消費された魔力はなく、まだまだ余力がある。これ以上は骸の修復が不可能という事実を突きつけられた瞬間だった。
(まぁいい。肉体を取り戻す意味もない)
ケーは諦めの境地にあった。良かれと思ってやったことがことごとく裏目に出て、連鎖するように悪い方向へと転がっていく。
(ずっと飼い猫のように生きていればよかった)
ダンジョンを見つけたのが必然だったとしても。
怪物の姿になるのが必然だったとしても。
外に出て行動しなければ災いを広めることもなかった。だからこそ骸に収まった今の状態が一番安定しているように思えた。
そうして退屈な時間を過ごしていると、ケーはどうしても世の中について考えてしまう。
本当に今の状態でいれば誰かの不幸がなくなるのだろうか。
貫いてきた綺麗事で救われた人間はいる。

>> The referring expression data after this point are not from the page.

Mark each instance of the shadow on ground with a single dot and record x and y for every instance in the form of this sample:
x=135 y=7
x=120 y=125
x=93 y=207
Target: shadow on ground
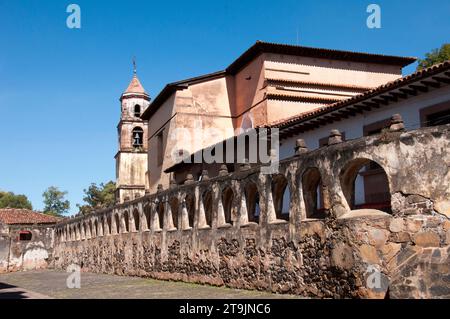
x=11 y=292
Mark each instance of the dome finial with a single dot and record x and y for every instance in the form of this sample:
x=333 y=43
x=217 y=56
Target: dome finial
x=134 y=65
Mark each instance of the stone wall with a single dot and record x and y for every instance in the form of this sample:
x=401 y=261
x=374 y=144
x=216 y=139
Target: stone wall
x=208 y=232
x=23 y=255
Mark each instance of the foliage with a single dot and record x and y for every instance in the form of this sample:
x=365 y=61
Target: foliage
x=11 y=200
x=98 y=197
x=55 y=202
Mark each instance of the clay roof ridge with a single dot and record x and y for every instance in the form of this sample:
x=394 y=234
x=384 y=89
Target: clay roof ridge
x=365 y=95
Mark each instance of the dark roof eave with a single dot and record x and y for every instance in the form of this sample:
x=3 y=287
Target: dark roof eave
x=170 y=88
x=383 y=89
x=266 y=47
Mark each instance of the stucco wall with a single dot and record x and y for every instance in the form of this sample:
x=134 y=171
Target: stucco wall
x=17 y=255
x=318 y=257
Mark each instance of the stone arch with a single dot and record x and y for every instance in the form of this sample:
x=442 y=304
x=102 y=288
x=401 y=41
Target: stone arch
x=147 y=215
x=109 y=223
x=78 y=226
x=365 y=185
x=117 y=222
x=160 y=213
x=126 y=220
x=207 y=199
x=174 y=207
x=227 y=202
x=190 y=206
x=253 y=202
x=281 y=196
x=315 y=194
x=96 y=228
x=91 y=233
x=136 y=220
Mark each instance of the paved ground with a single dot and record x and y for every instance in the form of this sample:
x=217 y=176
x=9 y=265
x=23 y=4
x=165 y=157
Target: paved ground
x=51 y=284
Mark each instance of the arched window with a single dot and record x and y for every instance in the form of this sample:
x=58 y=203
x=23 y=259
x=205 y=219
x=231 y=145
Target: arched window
x=137 y=110
x=281 y=196
x=138 y=137
x=96 y=228
x=253 y=208
x=126 y=219
x=25 y=235
x=117 y=222
x=147 y=214
x=174 y=205
x=315 y=194
x=207 y=206
x=109 y=222
x=366 y=186
x=190 y=206
x=161 y=215
x=136 y=219
x=227 y=202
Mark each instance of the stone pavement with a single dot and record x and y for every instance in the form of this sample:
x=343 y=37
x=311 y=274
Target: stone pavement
x=52 y=284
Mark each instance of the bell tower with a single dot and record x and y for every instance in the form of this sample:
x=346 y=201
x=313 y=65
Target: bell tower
x=131 y=159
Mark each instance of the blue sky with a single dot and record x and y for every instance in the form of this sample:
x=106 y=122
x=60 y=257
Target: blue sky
x=59 y=87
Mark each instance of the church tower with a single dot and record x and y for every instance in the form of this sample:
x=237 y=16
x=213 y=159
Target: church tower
x=131 y=159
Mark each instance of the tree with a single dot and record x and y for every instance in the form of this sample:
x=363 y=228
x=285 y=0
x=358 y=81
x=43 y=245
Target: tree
x=98 y=197
x=55 y=202
x=11 y=200
x=435 y=56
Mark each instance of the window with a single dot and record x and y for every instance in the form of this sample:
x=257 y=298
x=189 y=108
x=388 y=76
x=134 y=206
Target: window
x=159 y=146
x=438 y=114
x=137 y=110
x=138 y=137
x=372 y=192
x=25 y=235
x=324 y=140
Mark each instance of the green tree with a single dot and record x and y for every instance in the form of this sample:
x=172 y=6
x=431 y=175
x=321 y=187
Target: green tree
x=98 y=197
x=55 y=202
x=435 y=56
x=11 y=200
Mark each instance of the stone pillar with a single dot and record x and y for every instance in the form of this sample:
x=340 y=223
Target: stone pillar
x=396 y=123
x=300 y=147
x=335 y=137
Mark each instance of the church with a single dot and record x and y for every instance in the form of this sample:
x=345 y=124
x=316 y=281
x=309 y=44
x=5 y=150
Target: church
x=268 y=85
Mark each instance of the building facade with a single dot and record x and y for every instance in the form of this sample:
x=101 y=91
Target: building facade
x=131 y=159
x=267 y=83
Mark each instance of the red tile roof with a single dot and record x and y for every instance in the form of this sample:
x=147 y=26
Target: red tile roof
x=12 y=216
x=135 y=86
x=411 y=79
x=266 y=47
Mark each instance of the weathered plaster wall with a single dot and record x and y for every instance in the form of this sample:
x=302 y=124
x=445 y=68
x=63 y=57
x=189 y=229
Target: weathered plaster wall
x=17 y=255
x=194 y=233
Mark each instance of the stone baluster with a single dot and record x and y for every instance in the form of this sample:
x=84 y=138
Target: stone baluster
x=396 y=124
x=300 y=147
x=335 y=137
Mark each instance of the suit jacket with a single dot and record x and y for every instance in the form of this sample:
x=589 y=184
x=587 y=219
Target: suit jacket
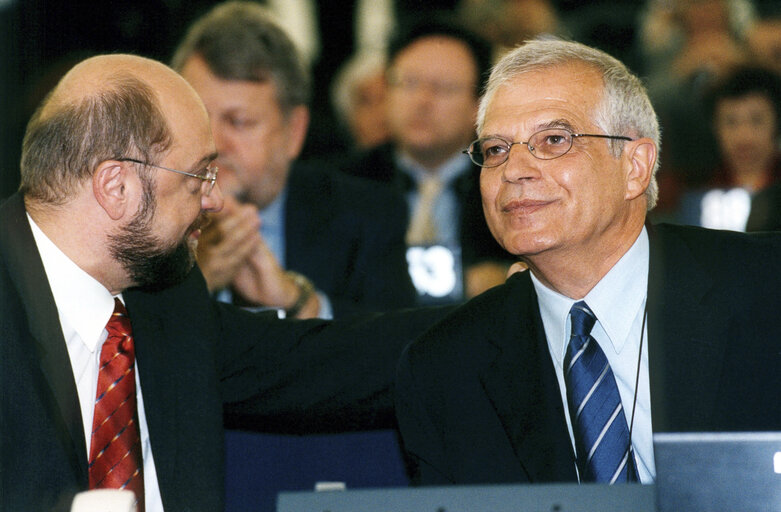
x=347 y=236
x=766 y=210
x=194 y=355
x=477 y=243
x=477 y=396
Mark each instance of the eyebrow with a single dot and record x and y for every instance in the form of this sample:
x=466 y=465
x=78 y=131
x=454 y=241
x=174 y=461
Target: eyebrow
x=202 y=162
x=557 y=123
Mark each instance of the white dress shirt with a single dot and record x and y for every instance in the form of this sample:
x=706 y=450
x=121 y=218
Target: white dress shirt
x=618 y=301
x=85 y=306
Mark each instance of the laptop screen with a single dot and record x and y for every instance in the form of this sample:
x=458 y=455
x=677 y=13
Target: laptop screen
x=738 y=471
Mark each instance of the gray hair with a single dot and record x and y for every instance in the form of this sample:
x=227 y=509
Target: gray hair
x=625 y=108
x=357 y=68
x=240 y=41
x=66 y=140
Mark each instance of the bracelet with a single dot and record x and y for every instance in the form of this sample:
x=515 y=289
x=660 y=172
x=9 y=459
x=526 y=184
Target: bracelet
x=305 y=290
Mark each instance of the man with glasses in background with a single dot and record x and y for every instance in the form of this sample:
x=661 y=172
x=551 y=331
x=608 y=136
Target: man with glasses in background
x=435 y=73
x=620 y=329
x=115 y=363
x=296 y=236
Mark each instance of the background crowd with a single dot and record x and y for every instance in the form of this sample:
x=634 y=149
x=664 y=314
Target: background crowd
x=681 y=48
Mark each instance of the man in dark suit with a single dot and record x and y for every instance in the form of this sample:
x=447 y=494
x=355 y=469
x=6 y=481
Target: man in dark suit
x=343 y=235
x=116 y=176
x=684 y=334
x=434 y=76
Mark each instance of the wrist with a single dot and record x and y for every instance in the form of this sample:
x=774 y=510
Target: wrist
x=305 y=291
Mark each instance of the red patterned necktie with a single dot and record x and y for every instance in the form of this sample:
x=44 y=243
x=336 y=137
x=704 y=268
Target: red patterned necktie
x=115 y=451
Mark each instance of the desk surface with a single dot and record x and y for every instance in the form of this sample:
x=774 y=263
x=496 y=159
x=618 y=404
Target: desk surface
x=494 y=498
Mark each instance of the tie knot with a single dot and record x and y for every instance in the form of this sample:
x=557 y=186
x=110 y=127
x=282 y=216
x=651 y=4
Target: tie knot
x=582 y=318
x=118 y=326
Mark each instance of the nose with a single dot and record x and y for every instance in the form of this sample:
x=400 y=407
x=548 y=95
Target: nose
x=214 y=201
x=520 y=164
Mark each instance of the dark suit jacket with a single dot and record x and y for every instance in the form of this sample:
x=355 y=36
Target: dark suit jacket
x=194 y=355
x=477 y=243
x=766 y=210
x=477 y=396
x=347 y=236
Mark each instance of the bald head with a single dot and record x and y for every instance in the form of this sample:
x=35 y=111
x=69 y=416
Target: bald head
x=106 y=107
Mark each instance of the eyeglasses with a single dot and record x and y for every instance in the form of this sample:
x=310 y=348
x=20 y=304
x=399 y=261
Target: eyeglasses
x=546 y=145
x=208 y=175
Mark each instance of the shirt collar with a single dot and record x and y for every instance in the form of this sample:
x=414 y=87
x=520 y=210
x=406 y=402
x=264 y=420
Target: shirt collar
x=273 y=214
x=615 y=300
x=84 y=305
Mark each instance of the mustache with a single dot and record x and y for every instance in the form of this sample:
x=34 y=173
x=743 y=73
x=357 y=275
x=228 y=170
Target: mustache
x=200 y=222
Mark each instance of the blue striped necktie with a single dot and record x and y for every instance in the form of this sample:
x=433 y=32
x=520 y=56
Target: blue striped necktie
x=599 y=424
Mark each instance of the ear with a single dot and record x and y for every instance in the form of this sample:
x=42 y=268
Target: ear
x=640 y=158
x=112 y=188
x=297 y=126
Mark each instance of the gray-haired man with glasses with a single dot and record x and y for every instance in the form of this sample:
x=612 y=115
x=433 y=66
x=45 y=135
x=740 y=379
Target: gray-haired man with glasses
x=620 y=329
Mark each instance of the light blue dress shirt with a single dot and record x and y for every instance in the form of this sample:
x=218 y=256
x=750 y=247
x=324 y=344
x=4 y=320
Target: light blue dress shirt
x=447 y=210
x=618 y=301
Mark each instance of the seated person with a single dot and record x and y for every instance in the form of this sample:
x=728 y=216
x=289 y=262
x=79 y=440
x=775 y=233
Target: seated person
x=745 y=112
x=302 y=227
x=619 y=329
x=434 y=79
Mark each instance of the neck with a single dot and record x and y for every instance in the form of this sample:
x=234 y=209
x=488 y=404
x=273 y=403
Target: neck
x=575 y=271
x=75 y=230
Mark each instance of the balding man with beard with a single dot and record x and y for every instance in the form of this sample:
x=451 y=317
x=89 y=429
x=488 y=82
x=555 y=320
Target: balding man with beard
x=114 y=362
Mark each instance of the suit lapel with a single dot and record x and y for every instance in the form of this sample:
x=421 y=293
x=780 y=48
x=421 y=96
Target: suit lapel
x=686 y=340
x=522 y=386
x=155 y=353
x=26 y=270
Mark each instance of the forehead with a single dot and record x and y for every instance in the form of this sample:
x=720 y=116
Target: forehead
x=437 y=54
x=188 y=121
x=220 y=94
x=532 y=100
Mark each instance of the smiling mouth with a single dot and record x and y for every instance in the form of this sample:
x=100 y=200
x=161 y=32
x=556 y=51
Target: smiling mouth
x=524 y=207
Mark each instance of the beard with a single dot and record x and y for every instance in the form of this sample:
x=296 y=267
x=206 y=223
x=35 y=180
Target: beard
x=151 y=264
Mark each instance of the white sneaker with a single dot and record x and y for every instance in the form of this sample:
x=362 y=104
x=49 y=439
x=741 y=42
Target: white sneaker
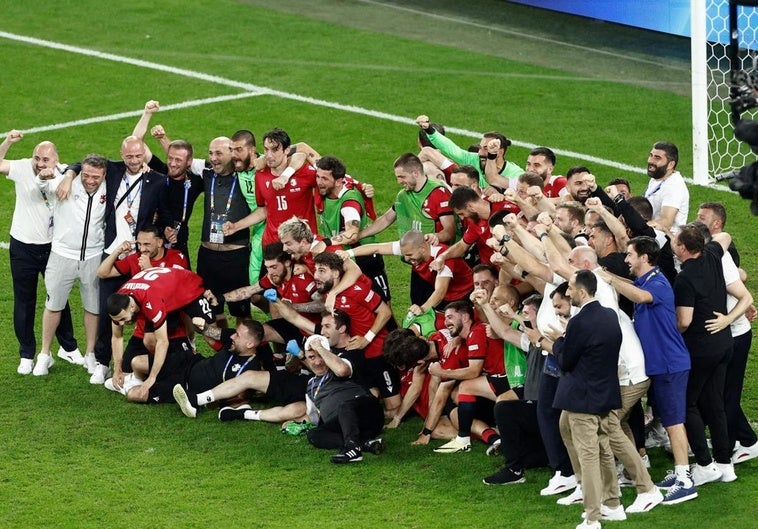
x=25 y=366
x=645 y=501
x=90 y=362
x=100 y=374
x=744 y=453
x=181 y=398
x=44 y=363
x=705 y=474
x=73 y=357
x=727 y=472
x=577 y=496
x=558 y=484
x=609 y=514
x=454 y=446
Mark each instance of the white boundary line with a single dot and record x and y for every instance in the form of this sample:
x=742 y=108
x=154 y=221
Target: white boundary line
x=262 y=90
x=134 y=113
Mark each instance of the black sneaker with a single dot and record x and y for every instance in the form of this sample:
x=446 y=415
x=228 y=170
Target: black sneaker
x=352 y=455
x=505 y=476
x=375 y=446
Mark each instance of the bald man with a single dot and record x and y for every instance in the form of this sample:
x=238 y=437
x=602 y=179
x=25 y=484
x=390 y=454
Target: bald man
x=223 y=259
x=31 y=238
x=134 y=196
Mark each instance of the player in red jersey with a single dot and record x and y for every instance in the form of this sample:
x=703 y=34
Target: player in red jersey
x=369 y=318
x=452 y=282
x=154 y=294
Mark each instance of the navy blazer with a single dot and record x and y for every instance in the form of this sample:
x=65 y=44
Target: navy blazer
x=588 y=354
x=153 y=208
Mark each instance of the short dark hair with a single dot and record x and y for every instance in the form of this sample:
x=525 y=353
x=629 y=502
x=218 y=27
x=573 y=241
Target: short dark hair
x=533 y=179
x=246 y=136
x=463 y=306
x=622 y=182
x=504 y=142
x=117 y=302
x=423 y=138
x=182 y=145
x=275 y=251
x=97 y=161
x=461 y=197
x=586 y=280
x=577 y=169
x=341 y=318
x=331 y=260
x=152 y=229
x=333 y=164
x=469 y=170
x=543 y=151
x=671 y=150
x=644 y=245
x=278 y=137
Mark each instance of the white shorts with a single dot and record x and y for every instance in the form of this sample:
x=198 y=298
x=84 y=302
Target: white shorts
x=60 y=275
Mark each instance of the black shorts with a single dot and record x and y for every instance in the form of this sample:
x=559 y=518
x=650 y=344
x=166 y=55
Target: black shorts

生活が良くなった人間はいる。
誰かの幸福が、他の誰かの不幸を和らげることだってある。
グラフと経済が大好きなケーは知っている。ここ数年、地球幸福度指数は右肩上がりを続けていた。
大きな不幸もあるだろう。しかし反対側では更に大きな幸福が生まれ、必要なところへ再分配される。
そんな社会制度の構築に一役買ったこともある。日本だけでなく世界中に貢献した。
それでも嬉しい気持ちが湧かない。諦めの境地から抜け出せない。こんなものいらない。ケーは偉大な功績を天使神へ捧げる。